The admission follows an article in The Australian Financial Review this morning revealing the contract had been discontinued, with Quintis today saying it had only become aware of the contract loss yesterday.

In March, the company said Chinese timber buyer Shanghai Richer Link, with which Quintis had a sales contract, had not ordered any timber in 2017.

Santalis Pharmaceuticals, which became a wholly owned subsidiary of Quintis in August 2015, had signed contracts with Nestle branch Galderma in early 2014 covering licensing of acne medication and setting a price to supply sandalwood oil for use in the products.

But Quintis today revealed Santalis had not sold any sandalwood to Galderma this financial year, nor factored sales into its financial projections.

In today’s announcement, the board of Quintis said it had been advised only yesterday afternoon that the agreement had been terminated in December.

“Under the termination agreement, Galderma retained an option to reinstate the licence and supply arrangements on or prior to July 1 2017,” Quintis said in the announcement today.

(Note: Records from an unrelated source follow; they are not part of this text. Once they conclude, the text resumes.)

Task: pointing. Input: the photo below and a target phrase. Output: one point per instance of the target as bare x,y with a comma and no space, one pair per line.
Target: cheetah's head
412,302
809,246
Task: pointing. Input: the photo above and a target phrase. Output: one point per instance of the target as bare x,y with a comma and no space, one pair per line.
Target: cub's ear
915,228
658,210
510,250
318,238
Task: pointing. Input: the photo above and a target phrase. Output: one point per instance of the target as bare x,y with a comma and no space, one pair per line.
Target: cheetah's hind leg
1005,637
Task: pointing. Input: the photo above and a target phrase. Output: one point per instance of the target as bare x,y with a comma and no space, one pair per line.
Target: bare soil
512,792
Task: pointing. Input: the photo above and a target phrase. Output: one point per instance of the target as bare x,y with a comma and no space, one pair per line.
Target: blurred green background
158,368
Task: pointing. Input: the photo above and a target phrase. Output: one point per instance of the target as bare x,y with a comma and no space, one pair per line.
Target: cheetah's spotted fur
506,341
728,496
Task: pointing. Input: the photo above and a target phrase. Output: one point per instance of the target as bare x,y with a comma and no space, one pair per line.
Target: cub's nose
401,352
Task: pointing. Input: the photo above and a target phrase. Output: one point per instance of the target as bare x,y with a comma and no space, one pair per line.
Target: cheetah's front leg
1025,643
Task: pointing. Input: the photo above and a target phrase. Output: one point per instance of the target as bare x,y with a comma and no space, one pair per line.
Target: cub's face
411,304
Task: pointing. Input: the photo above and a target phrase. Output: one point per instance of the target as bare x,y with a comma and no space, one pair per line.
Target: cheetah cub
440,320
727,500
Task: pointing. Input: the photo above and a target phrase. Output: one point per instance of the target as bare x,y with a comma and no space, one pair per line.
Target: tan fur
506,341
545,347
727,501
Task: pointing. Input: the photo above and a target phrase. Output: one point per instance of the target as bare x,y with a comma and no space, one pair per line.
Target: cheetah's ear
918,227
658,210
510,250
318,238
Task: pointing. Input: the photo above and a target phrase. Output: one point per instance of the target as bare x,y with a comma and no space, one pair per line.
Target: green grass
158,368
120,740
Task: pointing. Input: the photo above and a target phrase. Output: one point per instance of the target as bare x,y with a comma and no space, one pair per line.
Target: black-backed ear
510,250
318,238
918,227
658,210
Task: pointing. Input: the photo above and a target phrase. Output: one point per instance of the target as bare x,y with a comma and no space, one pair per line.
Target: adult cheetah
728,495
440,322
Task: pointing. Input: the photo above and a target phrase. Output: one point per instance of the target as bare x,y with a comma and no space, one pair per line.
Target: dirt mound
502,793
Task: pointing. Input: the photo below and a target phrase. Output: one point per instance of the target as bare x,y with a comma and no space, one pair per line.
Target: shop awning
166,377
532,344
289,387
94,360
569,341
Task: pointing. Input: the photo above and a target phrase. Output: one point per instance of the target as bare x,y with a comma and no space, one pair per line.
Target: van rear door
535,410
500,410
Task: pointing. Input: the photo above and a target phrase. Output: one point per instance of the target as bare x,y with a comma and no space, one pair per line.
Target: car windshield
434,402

“Prior to yesterday’s advice, the fact and details of the contract termination had not been provided to current members of both the board of Quintis and its senior management (outside of Santalis).

Quintis chairman Dalton Gooding said it was unacceptable the board was not made aware of the contract termination when it took place.

“We are taking immediate and appropriate measures to ensure that this type of communication breakdown is not repeated,” he said.

About 1,200 kilograms of East Indian Sandalwood oil was supplied in 2014 and 2015, Quintis said, with Nestle securing a majority stake of acne brand Proactiv in March 2016.

Quintis shareholders punished the company, with the share price down 43.9 per cent to 60 cents each at the time of writing.

That’s less than half the price of Quintis shares just two months ago.

The company recently came under significant pressure from US-based short seller Glaucus Research Group, which issued a report highly critical of Quintis.

Glaucus said Quintis operated in a ponzi structure and was bound to fail, and that it was reliant on raising capital because it didn’t generate much revenue from sales.

Quintis said the report was full of substantial and egregious inaccuracies.

At the end of March, managing director Frank Wilson resigned from the company to work with an unnamed international bidder in an attempt to take over the board.

He was replaced by deputy chairman and former BHP Billiton executive Julius Matthys, who stepped up as interim chief executive officer a few days later.